This is one of the most asked questions in hospitality recruitment at the moment. It seems chefs are in more demand now than ever. With an abundance of restaurants and hotels opening on a regular basis, the search for good quality chefs is proving difficult in all areas of catering and hospitality. So what is to blame, is it the education system or low salaries on offer?

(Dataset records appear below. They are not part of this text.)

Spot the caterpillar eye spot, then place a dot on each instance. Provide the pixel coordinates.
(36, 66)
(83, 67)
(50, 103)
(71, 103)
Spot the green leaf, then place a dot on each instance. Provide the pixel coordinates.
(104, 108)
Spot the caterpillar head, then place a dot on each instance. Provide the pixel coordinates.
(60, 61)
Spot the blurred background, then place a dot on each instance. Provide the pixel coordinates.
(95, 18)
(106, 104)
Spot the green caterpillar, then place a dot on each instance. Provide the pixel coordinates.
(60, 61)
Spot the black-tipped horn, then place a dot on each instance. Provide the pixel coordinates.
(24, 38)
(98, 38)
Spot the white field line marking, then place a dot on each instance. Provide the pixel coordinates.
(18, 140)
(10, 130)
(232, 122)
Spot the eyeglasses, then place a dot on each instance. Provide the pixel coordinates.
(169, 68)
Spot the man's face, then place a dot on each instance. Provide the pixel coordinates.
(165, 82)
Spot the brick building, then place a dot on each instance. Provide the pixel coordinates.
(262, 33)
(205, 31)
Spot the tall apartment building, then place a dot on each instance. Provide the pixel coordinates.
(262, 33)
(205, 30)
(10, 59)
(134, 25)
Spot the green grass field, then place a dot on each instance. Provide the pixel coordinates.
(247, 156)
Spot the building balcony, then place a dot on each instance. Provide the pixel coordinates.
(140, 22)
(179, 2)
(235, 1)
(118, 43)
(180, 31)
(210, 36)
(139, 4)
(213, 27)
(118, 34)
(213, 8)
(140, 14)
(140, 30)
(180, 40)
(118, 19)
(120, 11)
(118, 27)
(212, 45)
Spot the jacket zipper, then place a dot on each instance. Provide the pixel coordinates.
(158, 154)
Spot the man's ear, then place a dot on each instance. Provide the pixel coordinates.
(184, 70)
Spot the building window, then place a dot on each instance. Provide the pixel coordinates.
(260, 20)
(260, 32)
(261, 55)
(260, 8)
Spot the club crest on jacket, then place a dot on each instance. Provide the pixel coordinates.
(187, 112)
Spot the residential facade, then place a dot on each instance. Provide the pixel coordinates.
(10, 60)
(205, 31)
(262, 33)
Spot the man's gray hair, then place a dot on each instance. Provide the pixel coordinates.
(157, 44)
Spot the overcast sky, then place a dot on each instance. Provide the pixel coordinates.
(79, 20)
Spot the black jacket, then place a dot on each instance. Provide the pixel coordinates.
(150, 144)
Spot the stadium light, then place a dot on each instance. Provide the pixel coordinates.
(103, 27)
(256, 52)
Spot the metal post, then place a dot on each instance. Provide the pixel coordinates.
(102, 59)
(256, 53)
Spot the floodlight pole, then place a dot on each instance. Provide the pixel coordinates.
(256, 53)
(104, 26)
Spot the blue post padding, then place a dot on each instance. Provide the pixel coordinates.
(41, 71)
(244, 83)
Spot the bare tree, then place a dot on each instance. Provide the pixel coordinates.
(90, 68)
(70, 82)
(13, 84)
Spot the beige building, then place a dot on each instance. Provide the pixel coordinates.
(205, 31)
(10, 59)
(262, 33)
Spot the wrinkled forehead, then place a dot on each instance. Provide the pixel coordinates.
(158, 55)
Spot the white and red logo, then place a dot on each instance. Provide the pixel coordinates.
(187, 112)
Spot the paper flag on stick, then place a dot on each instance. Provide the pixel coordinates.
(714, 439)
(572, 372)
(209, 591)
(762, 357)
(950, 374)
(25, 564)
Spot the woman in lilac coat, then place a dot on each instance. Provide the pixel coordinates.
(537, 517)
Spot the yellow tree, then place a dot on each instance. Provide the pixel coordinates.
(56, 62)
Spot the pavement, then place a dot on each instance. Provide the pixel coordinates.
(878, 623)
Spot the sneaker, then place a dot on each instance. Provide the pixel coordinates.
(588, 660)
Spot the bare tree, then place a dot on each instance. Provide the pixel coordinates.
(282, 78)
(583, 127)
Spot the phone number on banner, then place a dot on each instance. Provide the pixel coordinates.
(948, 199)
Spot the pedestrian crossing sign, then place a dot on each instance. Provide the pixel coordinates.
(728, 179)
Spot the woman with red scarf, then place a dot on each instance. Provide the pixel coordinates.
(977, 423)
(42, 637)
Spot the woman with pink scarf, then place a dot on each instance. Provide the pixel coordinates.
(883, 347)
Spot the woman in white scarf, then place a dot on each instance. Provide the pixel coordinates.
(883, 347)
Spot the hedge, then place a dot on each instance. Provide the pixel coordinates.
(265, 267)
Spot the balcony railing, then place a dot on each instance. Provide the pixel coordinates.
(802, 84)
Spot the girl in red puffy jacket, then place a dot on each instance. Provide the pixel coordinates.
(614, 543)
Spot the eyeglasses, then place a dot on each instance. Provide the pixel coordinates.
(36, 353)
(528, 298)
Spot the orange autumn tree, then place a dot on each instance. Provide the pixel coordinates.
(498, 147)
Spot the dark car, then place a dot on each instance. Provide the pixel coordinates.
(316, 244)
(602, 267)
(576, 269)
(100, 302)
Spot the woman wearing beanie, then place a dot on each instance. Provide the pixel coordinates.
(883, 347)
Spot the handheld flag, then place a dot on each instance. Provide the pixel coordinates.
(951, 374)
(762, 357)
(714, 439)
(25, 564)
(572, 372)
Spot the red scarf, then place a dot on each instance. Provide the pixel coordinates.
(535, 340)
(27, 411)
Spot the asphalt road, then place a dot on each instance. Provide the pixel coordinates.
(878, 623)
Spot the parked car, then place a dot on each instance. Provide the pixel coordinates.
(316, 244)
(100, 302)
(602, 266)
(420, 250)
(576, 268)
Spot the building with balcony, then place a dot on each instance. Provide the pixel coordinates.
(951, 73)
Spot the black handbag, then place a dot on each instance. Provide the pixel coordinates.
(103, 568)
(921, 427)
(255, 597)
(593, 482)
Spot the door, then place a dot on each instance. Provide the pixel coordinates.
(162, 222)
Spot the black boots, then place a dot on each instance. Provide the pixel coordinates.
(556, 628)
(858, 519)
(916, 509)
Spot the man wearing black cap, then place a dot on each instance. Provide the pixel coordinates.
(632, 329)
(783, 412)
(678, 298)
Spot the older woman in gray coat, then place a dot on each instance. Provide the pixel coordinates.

Having spoken with some top chefs within the business, the consensus is that both the lack of quality coming through is due to not only the above but also the reality of working in a kitchen is a lot harder than people think. Generically a Chef de Partie that works in a fine dining environment invest 50 to 75 hours on a weekly bases in the kitchen. It is not just a physically demanding environment, it also mentally difficult to sustain the pressures. London is one of the biggest culinary capital, the competition in hospitality is massive, only the best businesses will survive the market’s rules. Chefs therefore need to be: experienced, knowledgeable, fast, precise, able to work with high volume, flexible on working 12 hrs a day… for an average of £22K circa.
Here below the average:
• Commis chef £17K
• Chef de Partie £22K
• Sous Chef £26K
• Head Chef £30K
So, coming back on our question: what is to blame: is it the education system or low salaries on offer? Is there lack of quality chefs because of the “multi-media picture”? Are we convincing the young generation that “cheffing” is an easy profession? Or is the economy underestimating how hard is committing to such a role?